I John Stuart Mill (1806-1873) and Liberalism
• Origins of liberalism in Utilitarianism (Jeremy Bentham, 1748-1832); calculus of the greatest good>English reform movement
• John Stuart Mill: a super-rational intellectual.
• Romanticism and Mill’s reaction to rationalism>On Liberty
• The liberal ideal of self-realization of the individual

II Feminism
• 18th c. origins: Rousseau’s Emile (1762) (difference) vs. Wollstonecraft A Vindication of the Rights of Women (1790) (sameness)
• Napoleonic code (1804) and English Common Law; juridical dominance of husbands
• Feminists emerge in the 1830s and 1840s (e.g.

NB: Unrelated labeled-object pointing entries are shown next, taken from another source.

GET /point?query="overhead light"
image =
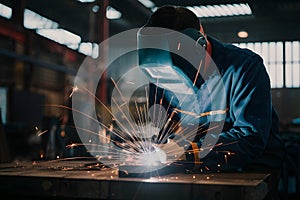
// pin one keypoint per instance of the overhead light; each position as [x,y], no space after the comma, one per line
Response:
[33,20]
[147,3]
[221,10]
[243,34]
[112,13]
[61,36]
[5,11]
[86,1]
[95,8]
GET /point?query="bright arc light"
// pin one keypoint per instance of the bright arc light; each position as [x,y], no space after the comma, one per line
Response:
[89,49]
[112,13]
[243,34]
[61,36]
[221,10]
[86,1]
[147,3]
[5,11]
[33,20]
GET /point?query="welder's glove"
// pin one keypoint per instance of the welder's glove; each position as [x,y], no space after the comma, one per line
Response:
[175,148]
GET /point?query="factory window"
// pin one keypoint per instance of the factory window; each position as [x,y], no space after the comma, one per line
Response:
[272,54]
[292,64]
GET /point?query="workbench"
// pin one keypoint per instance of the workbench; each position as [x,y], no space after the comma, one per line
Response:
[85,179]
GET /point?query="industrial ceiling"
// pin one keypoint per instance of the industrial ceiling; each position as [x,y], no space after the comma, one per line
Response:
[272,20]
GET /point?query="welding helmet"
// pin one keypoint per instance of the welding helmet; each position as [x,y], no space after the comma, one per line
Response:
[167,56]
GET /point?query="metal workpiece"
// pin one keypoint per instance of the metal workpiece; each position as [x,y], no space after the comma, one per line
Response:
[91,180]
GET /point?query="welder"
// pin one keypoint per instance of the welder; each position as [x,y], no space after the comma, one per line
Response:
[248,136]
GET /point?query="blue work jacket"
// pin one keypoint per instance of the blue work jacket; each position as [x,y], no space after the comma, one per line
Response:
[244,136]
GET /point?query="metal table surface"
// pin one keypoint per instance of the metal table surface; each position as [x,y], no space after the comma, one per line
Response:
[80,179]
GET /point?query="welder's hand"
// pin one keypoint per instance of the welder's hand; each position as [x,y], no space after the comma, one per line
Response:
[175,148]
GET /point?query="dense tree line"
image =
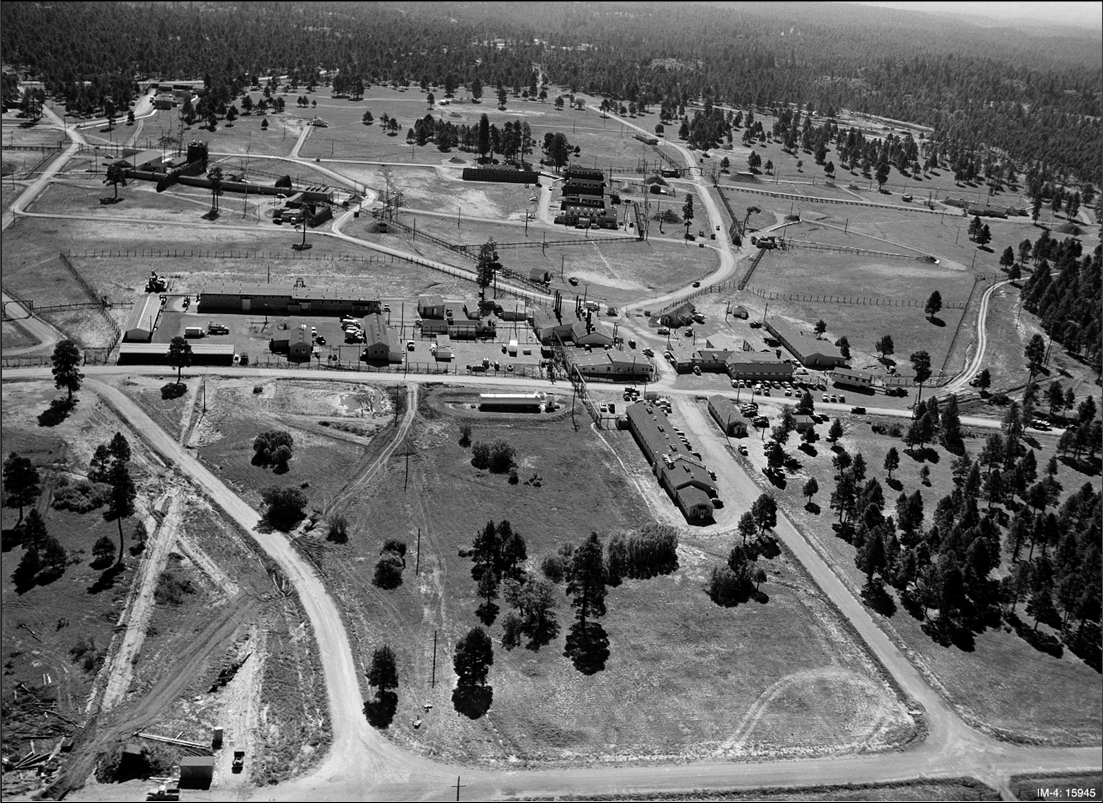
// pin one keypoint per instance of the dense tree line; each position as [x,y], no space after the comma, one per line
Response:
[1035,98]
[943,564]
[1064,292]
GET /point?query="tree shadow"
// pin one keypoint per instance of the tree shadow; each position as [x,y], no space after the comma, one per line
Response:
[381,710]
[876,596]
[587,648]
[1038,639]
[949,633]
[767,547]
[56,413]
[107,578]
[486,612]
[11,537]
[472,702]
[173,389]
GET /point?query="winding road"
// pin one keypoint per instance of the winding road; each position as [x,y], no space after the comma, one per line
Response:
[363,764]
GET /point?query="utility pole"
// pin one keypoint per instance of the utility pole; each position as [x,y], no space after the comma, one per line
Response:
[434,682]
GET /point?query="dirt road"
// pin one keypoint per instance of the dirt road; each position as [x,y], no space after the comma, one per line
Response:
[365,474]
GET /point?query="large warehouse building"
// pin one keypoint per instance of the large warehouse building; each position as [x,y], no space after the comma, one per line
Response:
[284,299]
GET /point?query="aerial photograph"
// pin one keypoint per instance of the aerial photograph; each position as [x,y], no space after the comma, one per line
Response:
[552,400]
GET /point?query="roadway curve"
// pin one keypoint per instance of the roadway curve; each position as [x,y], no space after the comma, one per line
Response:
[961,382]
[362,763]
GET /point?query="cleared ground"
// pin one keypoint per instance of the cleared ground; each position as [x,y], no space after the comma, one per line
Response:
[685,678]
[879,284]
[994,685]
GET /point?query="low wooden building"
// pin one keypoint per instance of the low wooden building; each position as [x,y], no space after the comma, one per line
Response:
[143,319]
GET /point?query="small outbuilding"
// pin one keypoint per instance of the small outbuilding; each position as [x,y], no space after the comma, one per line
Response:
[196,771]
[143,319]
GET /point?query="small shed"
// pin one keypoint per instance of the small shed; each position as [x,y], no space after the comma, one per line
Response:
[300,348]
[196,771]
[143,319]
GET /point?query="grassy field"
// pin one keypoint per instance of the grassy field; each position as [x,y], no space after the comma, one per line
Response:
[323,459]
[818,697]
[15,336]
[934,790]
[848,276]
[1071,787]
[42,624]
[996,683]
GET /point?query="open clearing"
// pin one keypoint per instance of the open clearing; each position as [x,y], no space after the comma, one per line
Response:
[879,282]
[739,691]
[994,685]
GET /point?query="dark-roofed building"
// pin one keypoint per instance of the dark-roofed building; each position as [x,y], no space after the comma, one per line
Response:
[678,470]
[430,306]
[852,377]
[300,346]
[610,364]
[512,310]
[143,319]
[811,352]
[378,342]
[142,160]
[758,365]
[590,334]
[546,327]
[681,316]
[158,354]
[282,299]
[727,415]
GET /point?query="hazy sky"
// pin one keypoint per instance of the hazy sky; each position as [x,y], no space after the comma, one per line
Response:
[1085,14]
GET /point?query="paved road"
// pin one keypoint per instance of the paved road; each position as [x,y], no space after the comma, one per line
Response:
[361,763]
[961,382]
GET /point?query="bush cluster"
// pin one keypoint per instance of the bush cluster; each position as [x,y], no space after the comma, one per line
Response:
[82,496]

George Sand); women’s journals and political clubs: child custody rights; equal property rights; suffrage.
• J.S.Mill’s The Subjection of Women (1869)> Married Women’s Property Act (1882); no women’s suffrage until WWI and after.

III Socialism
• “The social question”: 1830s and 40s>investigations into factory and housing conditions; Society of St.Vincent de Paul (1820s); poor laws (1834) child labor laws 1833 and 1841
• Utopian Socialism: Saint Simon and Charles Fourier: communalism and alternative planned societies
• Trade Union Socialism: Pierre Joseph Proudhon (1809-1865)
• Paris Commune (1871) last great popular uprising of 19th.c ends era of urban revolution in Europe.

IV Karl Marx
• Hegelian origins of Marx’s thought
• Marx’s conversion to materialism
• From philosopher to activist (1840s): The Communist League (1847); Communist Manifesto (1848); The First International (1864)
• Marx’s legacy: greatest impact among intellectuals in societies in the early stages of industrialization.